The first predetermined pressure may be greater than, less than, or
equal to the second predetermined pressure.
[0026] In one embodiment, the valve assembly 100 may be operable to
open when a pressure differential across the valve assembly 100
exceeds a first predetermined value. The valve assembly 100 may be
operable to close when the pressure differential across the valve
assembly 100 decreases below a second predetermined value. The
first predetermined value may be greater than or equal to the
second predetermined value. For example, the valve assembly 100 may
include a detent mechanism and/or a collet assembly configured to
retain the valve assembly 100 in the open position until the
pressure differential across the valve assembly 100 decreases below
the second predetermined value.
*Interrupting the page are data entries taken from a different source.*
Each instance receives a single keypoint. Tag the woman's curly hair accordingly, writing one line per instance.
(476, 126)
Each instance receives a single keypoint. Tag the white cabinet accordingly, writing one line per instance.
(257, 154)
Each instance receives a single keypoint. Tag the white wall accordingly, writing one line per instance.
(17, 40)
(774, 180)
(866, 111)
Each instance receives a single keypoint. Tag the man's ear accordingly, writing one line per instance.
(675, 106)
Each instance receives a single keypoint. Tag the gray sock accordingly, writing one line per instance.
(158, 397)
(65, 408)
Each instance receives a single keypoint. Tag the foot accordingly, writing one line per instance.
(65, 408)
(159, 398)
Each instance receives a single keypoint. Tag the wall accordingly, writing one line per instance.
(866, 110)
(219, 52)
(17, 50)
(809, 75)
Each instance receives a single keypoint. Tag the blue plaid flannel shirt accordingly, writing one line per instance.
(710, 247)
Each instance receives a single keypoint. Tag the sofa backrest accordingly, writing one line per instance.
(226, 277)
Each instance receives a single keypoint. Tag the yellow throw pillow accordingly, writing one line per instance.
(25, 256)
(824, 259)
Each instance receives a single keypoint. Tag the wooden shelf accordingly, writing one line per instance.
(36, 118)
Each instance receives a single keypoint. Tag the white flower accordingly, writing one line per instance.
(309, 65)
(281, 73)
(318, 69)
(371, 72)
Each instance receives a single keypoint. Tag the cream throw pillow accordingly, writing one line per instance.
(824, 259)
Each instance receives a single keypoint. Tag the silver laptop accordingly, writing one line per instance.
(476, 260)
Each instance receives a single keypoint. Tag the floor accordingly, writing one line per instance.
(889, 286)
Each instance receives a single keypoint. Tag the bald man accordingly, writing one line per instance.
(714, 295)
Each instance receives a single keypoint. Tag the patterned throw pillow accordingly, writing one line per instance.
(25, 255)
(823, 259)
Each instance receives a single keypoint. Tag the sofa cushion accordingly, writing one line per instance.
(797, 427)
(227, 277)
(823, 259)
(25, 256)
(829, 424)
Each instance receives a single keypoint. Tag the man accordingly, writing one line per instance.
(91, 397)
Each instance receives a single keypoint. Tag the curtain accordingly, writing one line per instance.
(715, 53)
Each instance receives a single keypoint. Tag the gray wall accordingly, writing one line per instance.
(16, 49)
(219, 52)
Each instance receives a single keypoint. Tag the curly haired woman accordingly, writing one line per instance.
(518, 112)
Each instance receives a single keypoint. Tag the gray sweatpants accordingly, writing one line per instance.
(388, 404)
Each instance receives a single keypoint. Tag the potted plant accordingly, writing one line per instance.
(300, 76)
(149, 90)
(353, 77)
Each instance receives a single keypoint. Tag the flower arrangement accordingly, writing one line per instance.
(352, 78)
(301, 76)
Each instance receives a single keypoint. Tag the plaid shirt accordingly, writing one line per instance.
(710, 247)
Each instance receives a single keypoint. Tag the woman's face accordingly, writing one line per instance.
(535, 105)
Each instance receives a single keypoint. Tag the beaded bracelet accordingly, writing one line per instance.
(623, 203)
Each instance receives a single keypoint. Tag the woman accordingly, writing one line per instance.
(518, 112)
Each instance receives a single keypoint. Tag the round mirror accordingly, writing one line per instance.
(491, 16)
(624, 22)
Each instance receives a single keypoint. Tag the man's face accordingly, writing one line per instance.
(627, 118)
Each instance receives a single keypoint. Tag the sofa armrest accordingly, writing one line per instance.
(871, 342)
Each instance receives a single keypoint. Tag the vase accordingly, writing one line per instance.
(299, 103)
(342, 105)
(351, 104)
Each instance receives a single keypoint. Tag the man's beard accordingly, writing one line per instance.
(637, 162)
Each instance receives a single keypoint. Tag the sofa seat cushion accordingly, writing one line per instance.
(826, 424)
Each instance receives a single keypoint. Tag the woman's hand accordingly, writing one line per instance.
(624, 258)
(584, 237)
In one embodiment, the detent
mechanism may include a c-ring coupled to the sleeve member 130
that engages a shoulder of the top sub 110. When moved to the open
position, the sleeve member 130 may move the c-ring across the
shoulder with minimal resistance, but when moved to the closed
position, the sleeve member 130 may encounter a greater resistance
to move the c-ring across the shoulder. Other detent arrangements
may be use with the embodiments described herein.
[0027] While the foregoing is directed to embodiments of the
invention, other and further embodiments of the invention may be
devised without departing from the basic scope thereof, and the
scope thereof is determined by the claims that follow.